Black Twitter Reacts to Plies Retweeting Controversial Comment From Bishop T.D. Jakes, ‘We Are Raising Up Women To Be Men’

Black Twitter Reacts to Plies Retweeting Controversial Comment From Bishop T.D. Jakes, ‘We Are Raising Up Women To Be Men’


The hip-hop artist Plies is courting controversy after reposting part of a controversial sermon from Bishop T.D. Jakes.

On his Twitter account, the rapper reacted to a specific section of Jakes’s sermon where he stated, “We are raising up women to be men!”

The preacher goes on to say that women are “applauded in the contemporary society by how tough, rough, nasty, mean, aggressive, hateful, possessive you are and you’re climbing the corporate ladder, but we’re losing our families,” Sis2Sis reports.

He tells women to “stop bragging about how much you don’t need me and wonder why I shy away.”

The video and sermon Plies retweeted took place at The Potter’s House in Dallas last month on Father’s Day. As Jakes said in his sermon that Sunday, “If Adam had not allowed Eve to pour into him, sin would have never come into the world. Sin came into the world because Adam broke the order. We were not designed to receive from women. Your self-esteem is compromised when you have to ask your wife for lunch money.”
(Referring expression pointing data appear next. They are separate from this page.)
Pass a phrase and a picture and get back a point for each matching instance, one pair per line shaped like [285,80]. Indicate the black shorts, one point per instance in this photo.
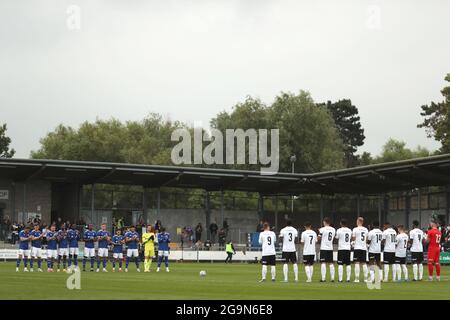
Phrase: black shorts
[399,260]
[268,260]
[416,257]
[326,256]
[374,257]
[360,256]
[344,257]
[389,257]
[289,257]
[309,259]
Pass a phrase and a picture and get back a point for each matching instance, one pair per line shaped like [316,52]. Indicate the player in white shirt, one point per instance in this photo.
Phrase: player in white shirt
[267,239]
[344,237]
[359,236]
[389,240]
[309,240]
[417,238]
[289,253]
[400,253]
[326,237]
[374,238]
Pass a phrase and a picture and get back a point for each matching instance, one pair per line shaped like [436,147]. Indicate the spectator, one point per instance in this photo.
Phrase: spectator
[230,251]
[225,226]
[222,237]
[157,226]
[198,232]
[213,230]
[260,226]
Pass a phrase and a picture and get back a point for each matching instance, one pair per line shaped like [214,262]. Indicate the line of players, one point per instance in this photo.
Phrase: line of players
[63,246]
[365,244]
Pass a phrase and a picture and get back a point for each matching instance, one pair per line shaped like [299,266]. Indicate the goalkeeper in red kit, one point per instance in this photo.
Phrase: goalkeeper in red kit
[434,251]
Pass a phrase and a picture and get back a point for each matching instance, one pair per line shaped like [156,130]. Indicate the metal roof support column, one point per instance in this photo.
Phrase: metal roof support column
[447,204]
[276,213]
[222,208]
[419,206]
[208,214]
[407,209]
[358,205]
[321,207]
[144,205]
[92,202]
[158,204]
[379,208]
[24,201]
[260,207]
[386,209]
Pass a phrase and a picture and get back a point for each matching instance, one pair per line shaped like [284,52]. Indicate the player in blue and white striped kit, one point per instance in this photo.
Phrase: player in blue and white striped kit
[132,241]
[36,243]
[118,240]
[163,248]
[103,238]
[89,237]
[52,247]
[63,250]
[24,249]
[73,235]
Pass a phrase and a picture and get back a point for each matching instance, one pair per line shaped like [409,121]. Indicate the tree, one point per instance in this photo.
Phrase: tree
[395,150]
[347,121]
[147,141]
[305,129]
[5,141]
[437,119]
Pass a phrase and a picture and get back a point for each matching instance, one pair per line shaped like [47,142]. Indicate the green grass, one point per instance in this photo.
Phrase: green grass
[236,281]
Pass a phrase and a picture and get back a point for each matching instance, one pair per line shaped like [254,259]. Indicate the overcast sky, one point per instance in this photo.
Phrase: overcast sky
[190,59]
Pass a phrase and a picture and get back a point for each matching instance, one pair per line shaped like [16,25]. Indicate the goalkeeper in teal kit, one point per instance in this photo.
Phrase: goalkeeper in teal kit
[163,248]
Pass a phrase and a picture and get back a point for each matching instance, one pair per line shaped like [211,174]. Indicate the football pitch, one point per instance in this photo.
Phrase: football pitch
[236,281]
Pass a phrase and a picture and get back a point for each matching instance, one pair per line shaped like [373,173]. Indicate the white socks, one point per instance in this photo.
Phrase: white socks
[323,271]
[341,272]
[295,271]
[420,271]
[285,271]
[366,271]
[386,273]
[357,271]
[264,272]
[349,272]
[309,272]
[332,272]
[405,271]
[273,271]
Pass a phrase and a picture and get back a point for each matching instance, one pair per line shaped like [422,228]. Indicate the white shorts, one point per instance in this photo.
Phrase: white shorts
[89,252]
[52,253]
[25,253]
[102,252]
[36,252]
[164,253]
[118,255]
[132,253]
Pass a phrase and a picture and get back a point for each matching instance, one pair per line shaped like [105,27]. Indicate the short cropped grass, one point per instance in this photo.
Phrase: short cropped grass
[222,282]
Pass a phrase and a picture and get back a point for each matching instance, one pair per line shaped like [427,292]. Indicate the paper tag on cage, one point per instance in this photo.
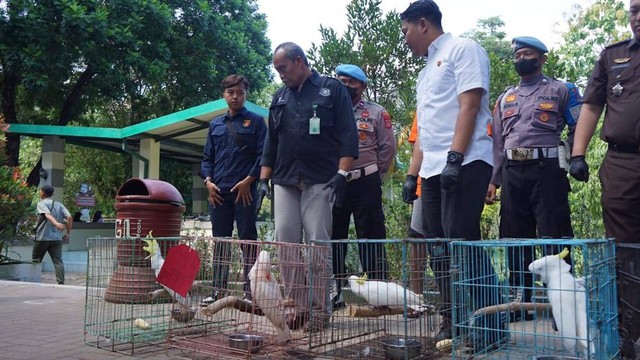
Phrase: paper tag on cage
[314,126]
[180,269]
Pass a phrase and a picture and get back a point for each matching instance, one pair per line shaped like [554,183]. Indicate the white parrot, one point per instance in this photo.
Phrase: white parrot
[156,264]
[382,293]
[568,300]
[266,294]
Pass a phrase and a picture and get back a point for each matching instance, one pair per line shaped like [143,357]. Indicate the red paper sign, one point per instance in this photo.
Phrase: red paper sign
[180,269]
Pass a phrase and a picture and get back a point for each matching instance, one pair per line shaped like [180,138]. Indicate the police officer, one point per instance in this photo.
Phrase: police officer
[310,146]
[363,195]
[615,83]
[230,166]
[528,120]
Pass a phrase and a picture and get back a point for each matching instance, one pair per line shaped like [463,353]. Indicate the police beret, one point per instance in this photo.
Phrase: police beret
[351,71]
[528,41]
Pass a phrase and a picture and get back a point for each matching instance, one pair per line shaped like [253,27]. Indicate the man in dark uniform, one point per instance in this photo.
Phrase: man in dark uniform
[616,84]
[310,146]
[230,166]
[363,199]
[529,159]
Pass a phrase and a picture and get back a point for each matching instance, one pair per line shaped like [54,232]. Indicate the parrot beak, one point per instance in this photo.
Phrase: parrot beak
[563,254]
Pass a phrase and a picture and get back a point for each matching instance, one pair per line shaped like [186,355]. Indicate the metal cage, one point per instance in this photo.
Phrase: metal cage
[502,311]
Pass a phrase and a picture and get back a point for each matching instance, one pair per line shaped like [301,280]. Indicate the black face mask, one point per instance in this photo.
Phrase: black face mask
[526,67]
[353,92]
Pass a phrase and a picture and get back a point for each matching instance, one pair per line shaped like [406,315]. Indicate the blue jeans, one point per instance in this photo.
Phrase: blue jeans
[222,218]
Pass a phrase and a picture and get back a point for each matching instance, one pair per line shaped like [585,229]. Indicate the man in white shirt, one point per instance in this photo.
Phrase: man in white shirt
[453,152]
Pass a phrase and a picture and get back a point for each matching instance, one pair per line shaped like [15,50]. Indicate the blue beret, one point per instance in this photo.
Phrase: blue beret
[528,41]
[351,71]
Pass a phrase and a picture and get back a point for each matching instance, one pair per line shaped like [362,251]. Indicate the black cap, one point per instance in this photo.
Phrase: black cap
[48,189]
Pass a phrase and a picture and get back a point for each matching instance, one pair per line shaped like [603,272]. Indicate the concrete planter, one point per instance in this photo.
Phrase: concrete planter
[23,271]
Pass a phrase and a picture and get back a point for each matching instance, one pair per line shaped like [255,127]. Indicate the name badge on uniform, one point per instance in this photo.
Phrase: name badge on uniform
[314,126]
[314,122]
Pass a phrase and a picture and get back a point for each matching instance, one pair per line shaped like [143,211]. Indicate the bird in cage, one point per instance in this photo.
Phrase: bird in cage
[266,294]
[388,294]
[567,296]
[157,261]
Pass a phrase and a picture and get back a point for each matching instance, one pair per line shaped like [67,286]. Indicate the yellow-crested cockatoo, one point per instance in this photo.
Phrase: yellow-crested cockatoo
[568,299]
[266,294]
[157,261]
[383,293]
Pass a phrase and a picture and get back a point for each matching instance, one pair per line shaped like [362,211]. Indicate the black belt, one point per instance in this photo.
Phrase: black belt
[626,149]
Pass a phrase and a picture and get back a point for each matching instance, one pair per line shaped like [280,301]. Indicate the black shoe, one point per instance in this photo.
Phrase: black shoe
[445,331]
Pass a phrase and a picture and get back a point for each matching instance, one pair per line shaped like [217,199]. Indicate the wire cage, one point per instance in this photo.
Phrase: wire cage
[121,312]
[525,299]
[254,299]
[393,312]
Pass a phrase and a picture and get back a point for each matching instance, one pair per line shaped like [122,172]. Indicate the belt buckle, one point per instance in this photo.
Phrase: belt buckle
[521,154]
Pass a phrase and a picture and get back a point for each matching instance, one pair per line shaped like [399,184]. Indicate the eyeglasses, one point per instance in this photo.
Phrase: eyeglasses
[233,93]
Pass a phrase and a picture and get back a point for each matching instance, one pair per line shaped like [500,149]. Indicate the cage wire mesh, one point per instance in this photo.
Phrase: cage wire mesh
[501,311]
[120,312]
[393,312]
[258,300]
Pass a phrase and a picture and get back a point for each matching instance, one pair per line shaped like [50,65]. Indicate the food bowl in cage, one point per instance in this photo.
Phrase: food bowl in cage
[246,342]
[401,348]
[183,315]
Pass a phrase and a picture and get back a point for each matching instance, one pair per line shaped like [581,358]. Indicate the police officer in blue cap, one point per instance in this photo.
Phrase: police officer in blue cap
[530,161]
[363,196]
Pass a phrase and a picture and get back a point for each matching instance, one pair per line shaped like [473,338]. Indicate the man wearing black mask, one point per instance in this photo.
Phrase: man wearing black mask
[363,196]
[530,160]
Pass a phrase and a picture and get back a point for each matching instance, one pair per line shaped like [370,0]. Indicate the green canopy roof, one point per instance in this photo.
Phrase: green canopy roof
[181,135]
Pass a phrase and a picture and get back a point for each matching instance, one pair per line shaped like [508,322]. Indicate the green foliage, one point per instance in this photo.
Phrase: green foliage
[16,199]
[374,42]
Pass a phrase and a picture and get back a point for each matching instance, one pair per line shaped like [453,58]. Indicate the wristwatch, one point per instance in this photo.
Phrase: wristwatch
[346,174]
[454,157]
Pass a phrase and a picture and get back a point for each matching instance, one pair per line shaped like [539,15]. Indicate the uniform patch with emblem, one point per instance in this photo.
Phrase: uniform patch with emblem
[544,117]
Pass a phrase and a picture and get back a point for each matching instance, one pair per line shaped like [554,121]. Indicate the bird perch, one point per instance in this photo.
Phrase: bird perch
[512,306]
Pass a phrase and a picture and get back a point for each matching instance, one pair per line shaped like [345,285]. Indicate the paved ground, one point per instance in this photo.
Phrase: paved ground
[46,321]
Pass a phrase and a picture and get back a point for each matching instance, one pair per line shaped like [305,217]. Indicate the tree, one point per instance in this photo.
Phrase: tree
[373,41]
[65,61]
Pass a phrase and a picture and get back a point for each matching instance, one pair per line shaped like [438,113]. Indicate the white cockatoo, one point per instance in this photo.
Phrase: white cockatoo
[568,299]
[266,294]
[383,293]
[156,264]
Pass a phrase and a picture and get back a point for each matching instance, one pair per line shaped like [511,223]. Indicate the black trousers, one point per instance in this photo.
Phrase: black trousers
[455,214]
[363,200]
[534,204]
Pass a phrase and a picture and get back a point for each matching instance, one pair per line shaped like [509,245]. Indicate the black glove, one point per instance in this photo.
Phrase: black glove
[579,168]
[451,173]
[409,189]
[263,190]
[339,184]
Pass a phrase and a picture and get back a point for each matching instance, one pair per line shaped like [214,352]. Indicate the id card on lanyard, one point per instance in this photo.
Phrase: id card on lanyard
[314,122]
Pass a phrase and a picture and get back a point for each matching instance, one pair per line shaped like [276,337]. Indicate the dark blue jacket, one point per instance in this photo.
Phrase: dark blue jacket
[295,154]
[225,161]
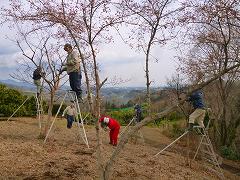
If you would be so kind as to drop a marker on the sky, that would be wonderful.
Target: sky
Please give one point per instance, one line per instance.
(116, 60)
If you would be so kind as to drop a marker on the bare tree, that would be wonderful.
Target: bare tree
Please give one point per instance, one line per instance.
(48, 57)
(213, 37)
(151, 24)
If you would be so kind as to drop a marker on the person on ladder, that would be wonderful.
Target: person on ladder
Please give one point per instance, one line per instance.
(70, 114)
(72, 67)
(37, 75)
(114, 127)
(196, 99)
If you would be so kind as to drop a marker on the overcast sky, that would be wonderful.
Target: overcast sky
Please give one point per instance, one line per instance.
(116, 60)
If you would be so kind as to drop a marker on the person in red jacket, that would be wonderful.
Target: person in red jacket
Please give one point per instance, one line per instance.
(114, 127)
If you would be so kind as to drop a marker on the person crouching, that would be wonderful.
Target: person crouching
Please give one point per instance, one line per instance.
(70, 113)
(114, 127)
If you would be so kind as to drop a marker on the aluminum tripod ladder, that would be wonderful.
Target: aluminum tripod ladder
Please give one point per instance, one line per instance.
(39, 109)
(73, 97)
(206, 148)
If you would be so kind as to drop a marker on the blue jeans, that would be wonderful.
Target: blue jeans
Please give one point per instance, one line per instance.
(75, 82)
(70, 120)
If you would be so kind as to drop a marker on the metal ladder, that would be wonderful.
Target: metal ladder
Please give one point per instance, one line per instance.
(73, 97)
(206, 147)
(39, 109)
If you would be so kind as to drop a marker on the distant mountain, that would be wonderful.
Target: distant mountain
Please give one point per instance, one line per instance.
(18, 85)
(117, 95)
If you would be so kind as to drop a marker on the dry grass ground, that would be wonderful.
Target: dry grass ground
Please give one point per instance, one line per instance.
(65, 156)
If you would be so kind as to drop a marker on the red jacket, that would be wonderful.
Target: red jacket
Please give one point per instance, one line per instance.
(112, 124)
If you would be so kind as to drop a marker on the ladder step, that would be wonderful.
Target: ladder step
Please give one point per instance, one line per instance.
(207, 152)
(206, 144)
(215, 163)
(218, 173)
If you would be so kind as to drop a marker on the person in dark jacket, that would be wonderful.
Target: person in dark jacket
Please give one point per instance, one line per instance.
(114, 127)
(72, 67)
(196, 99)
(37, 75)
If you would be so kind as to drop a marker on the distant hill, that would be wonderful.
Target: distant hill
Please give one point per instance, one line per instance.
(117, 95)
(24, 86)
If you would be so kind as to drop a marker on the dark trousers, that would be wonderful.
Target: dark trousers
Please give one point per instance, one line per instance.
(138, 116)
(75, 82)
(70, 120)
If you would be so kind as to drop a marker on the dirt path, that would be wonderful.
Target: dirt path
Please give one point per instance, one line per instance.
(65, 156)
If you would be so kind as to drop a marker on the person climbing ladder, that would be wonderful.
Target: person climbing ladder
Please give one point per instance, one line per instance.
(70, 113)
(73, 69)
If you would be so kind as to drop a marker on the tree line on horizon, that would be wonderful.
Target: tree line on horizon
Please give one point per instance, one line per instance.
(206, 33)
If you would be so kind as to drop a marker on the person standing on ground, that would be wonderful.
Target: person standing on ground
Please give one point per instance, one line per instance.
(196, 99)
(138, 112)
(37, 75)
(72, 67)
(70, 113)
(114, 127)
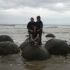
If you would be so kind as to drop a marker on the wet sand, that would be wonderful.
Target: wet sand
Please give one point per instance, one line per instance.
(18, 34)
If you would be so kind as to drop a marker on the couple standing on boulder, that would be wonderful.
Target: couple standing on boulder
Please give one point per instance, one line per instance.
(35, 30)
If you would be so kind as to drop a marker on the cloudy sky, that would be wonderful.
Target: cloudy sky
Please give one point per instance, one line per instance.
(20, 11)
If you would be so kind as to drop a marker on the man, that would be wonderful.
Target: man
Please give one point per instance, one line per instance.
(35, 36)
(40, 27)
(30, 26)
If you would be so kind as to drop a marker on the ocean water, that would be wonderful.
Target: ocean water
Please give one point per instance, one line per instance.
(18, 34)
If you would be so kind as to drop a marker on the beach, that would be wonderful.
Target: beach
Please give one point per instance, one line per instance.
(18, 33)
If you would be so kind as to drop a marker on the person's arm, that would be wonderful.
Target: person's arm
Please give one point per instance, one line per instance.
(29, 28)
(41, 26)
(36, 37)
(31, 37)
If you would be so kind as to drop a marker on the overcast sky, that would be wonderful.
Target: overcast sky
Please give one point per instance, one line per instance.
(20, 11)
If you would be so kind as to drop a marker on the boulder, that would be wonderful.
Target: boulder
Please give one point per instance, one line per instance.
(24, 44)
(50, 35)
(5, 38)
(32, 52)
(8, 47)
(57, 47)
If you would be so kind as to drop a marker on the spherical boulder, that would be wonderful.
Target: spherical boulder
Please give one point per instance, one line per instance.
(5, 38)
(50, 35)
(32, 52)
(24, 44)
(57, 47)
(8, 47)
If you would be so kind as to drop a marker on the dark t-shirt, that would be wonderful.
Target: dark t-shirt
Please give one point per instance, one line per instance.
(39, 25)
(30, 25)
(34, 34)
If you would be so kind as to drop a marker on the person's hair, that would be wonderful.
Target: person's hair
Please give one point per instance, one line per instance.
(32, 18)
(38, 17)
(35, 26)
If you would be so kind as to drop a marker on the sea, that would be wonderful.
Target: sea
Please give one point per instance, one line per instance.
(19, 32)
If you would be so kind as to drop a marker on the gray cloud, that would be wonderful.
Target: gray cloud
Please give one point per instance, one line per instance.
(7, 4)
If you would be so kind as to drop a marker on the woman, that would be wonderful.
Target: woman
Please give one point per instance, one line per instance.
(34, 35)
(30, 26)
(39, 24)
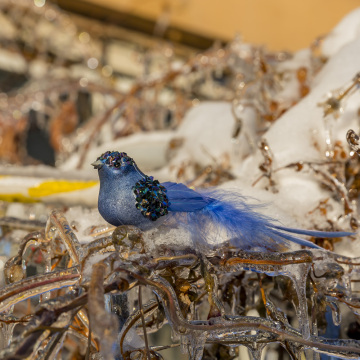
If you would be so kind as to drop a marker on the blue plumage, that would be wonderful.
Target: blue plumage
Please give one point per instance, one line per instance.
(129, 197)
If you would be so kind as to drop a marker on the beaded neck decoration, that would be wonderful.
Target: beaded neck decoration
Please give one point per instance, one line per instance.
(151, 198)
(116, 159)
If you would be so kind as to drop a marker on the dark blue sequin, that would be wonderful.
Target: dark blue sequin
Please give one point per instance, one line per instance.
(151, 198)
(116, 159)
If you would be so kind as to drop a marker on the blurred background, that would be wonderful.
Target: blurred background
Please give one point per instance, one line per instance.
(65, 63)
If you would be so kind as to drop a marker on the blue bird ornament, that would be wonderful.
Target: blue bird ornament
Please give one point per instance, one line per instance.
(129, 197)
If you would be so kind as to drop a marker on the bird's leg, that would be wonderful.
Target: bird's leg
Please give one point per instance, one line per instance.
(211, 285)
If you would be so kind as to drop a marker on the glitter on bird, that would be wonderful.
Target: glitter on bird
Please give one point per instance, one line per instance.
(129, 197)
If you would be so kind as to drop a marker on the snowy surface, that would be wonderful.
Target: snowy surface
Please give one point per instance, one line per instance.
(298, 135)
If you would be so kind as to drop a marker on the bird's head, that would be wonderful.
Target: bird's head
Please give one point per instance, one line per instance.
(114, 162)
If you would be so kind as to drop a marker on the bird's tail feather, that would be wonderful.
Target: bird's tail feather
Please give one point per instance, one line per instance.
(247, 228)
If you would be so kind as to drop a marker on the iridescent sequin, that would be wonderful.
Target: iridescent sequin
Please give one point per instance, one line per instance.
(151, 198)
(116, 159)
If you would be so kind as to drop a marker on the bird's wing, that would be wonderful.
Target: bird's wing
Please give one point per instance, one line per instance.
(182, 198)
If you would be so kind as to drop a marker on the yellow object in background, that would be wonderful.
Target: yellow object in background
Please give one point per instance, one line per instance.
(30, 189)
(51, 187)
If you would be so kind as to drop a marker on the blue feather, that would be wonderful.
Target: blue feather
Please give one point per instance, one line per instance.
(207, 211)
(182, 198)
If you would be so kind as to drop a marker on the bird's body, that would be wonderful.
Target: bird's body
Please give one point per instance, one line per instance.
(129, 197)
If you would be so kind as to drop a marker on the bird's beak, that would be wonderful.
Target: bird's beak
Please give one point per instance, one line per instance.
(98, 164)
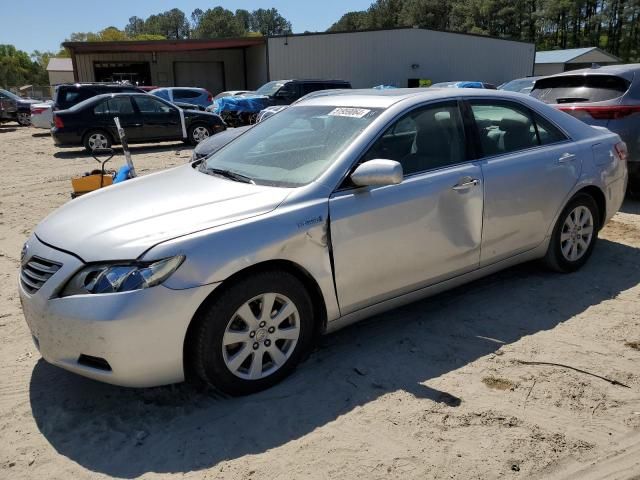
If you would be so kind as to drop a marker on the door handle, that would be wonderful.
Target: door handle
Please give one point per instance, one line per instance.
(566, 157)
(466, 183)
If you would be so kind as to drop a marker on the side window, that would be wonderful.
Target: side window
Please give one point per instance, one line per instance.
(547, 132)
(185, 94)
(102, 108)
(120, 106)
(151, 105)
(425, 139)
(503, 127)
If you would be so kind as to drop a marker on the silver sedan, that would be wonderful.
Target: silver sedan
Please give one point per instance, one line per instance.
(337, 208)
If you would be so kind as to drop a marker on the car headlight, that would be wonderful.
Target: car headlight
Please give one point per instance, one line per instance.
(121, 277)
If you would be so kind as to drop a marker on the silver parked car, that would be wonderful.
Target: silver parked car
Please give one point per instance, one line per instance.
(339, 207)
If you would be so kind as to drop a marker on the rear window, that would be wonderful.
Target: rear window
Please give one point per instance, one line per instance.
(185, 94)
(579, 88)
(68, 98)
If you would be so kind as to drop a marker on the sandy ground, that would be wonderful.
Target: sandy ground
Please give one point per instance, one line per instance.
(432, 390)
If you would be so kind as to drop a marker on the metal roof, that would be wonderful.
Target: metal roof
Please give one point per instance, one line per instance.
(566, 56)
(163, 45)
(60, 65)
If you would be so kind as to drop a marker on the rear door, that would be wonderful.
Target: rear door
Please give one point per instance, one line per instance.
(161, 120)
(393, 239)
(529, 167)
(8, 108)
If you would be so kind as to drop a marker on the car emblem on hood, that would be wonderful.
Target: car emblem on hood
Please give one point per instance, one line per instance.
(23, 254)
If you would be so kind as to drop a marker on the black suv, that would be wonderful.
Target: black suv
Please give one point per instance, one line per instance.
(68, 94)
(285, 92)
(238, 110)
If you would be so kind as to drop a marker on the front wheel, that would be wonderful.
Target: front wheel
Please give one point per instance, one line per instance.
(96, 139)
(574, 235)
(198, 133)
(24, 119)
(254, 334)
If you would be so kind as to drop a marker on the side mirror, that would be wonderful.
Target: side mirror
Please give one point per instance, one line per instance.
(377, 172)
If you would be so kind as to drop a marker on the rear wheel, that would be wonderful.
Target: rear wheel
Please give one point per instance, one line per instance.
(24, 119)
(574, 235)
(198, 133)
(97, 139)
(254, 334)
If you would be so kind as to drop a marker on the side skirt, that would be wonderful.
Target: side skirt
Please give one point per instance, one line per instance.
(425, 292)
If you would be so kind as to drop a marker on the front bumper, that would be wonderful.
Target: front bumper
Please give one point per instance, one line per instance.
(140, 334)
(65, 139)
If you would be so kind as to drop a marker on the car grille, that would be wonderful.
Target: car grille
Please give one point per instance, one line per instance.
(36, 272)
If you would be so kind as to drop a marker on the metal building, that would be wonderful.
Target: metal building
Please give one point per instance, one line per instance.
(550, 62)
(400, 57)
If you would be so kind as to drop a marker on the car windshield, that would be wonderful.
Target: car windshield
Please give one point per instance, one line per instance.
(269, 89)
(292, 148)
(11, 95)
(579, 88)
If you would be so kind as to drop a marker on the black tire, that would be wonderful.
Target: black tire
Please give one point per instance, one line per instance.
(555, 259)
(206, 341)
(87, 140)
(193, 129)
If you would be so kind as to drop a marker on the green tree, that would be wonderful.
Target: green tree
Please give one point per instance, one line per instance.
(17, 68)
(349, 22)
(244, 17)
(269, 22)
(218, 22)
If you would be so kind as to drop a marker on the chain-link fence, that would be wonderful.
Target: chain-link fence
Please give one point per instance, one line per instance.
(33, 91)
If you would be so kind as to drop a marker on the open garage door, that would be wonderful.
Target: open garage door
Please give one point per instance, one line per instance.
(209, 75)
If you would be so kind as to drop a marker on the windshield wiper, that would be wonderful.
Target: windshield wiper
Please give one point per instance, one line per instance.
(571, 99)
(238, 177)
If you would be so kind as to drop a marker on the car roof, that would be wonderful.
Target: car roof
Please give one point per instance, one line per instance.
(310, 80)
(372, 98)
(627, 71)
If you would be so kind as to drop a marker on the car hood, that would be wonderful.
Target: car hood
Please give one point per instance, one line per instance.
(122, 221)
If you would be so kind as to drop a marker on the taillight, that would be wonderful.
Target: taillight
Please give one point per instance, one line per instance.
(612, 112)
(621, 150)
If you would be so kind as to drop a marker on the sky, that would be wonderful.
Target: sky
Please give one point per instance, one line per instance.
(42, 25)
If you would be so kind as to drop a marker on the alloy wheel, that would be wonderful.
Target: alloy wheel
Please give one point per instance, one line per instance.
(577, 233)
(98, 140)
(261, 336)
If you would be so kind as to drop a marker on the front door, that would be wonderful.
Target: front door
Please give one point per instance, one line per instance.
(161, 121)
(529, 168)
(390, 240)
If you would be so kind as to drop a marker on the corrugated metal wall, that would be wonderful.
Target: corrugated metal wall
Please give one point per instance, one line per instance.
(391, 57)
(256, 66)
(162, 72)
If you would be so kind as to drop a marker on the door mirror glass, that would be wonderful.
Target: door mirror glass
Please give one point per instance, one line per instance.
(377, 172)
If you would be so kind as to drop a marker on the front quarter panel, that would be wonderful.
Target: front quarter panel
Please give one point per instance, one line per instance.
(295, 233)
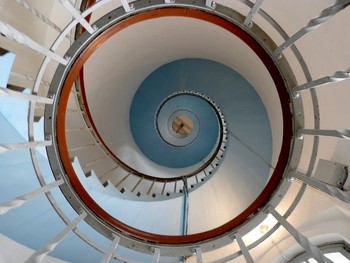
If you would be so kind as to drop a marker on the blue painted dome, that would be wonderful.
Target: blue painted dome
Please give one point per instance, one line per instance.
(186, 89)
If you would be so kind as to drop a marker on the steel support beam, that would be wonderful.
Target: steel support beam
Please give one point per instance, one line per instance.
(39, 15)
(23, 145)
(23, 96)
(77, 15)
(108, 255)
(328, 189)
(244, 249)
(313, 24)
(156, 255)
(39, 255)
(338, 76)
(303, 241)
(199, 255)
(252, 12)
(127, 7)
(23, 76)
(23, 39)
(343, 134)
(17, 202)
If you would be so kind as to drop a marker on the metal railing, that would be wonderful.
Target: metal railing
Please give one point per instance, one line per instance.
(50, 56)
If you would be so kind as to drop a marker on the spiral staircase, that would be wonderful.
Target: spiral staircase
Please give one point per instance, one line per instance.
(174, 131)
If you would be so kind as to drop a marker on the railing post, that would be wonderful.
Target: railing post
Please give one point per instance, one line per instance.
(328, 189)
(127, 7)
(310, 248)
(156, 255)
(40, 254)
(23, 145)
(244, 249)
(108, 255)
(199, 255)
(76, 14)
(20, 95)
(252, 12)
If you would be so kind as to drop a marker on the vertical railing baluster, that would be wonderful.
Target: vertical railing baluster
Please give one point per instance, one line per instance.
(108, 255)
(244, 249)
With the aforementioned statement, Jakes seemingly places the blame for the introduction of sin on Eve. In holding on to the notion of the sermon of real men pouring in, he does state that because “he stopped pouring,” Adam “allowed the curse” of sinning to take place.

“And Adam, all of a sudden, has allowed the curse to come because he stopped pouring.”

The Bishop threw another dart by saying, “The conversation has become, ‘Let’s prove to the men how dispensable they are.’ And it is born out of pain ’cause we hurt you, and betrayed you, and lied to you and cheated to you, and you came like you became out of pain. But watch what is born out of pain.”

With Plies stating he is prepared to use the sermon in his next song, some users had something to say to him regarding the message Jakes is sharing with his congregation. Messages were mixed as some agreed with Jakes’s words, while others lambasted the pastor for his train of thought.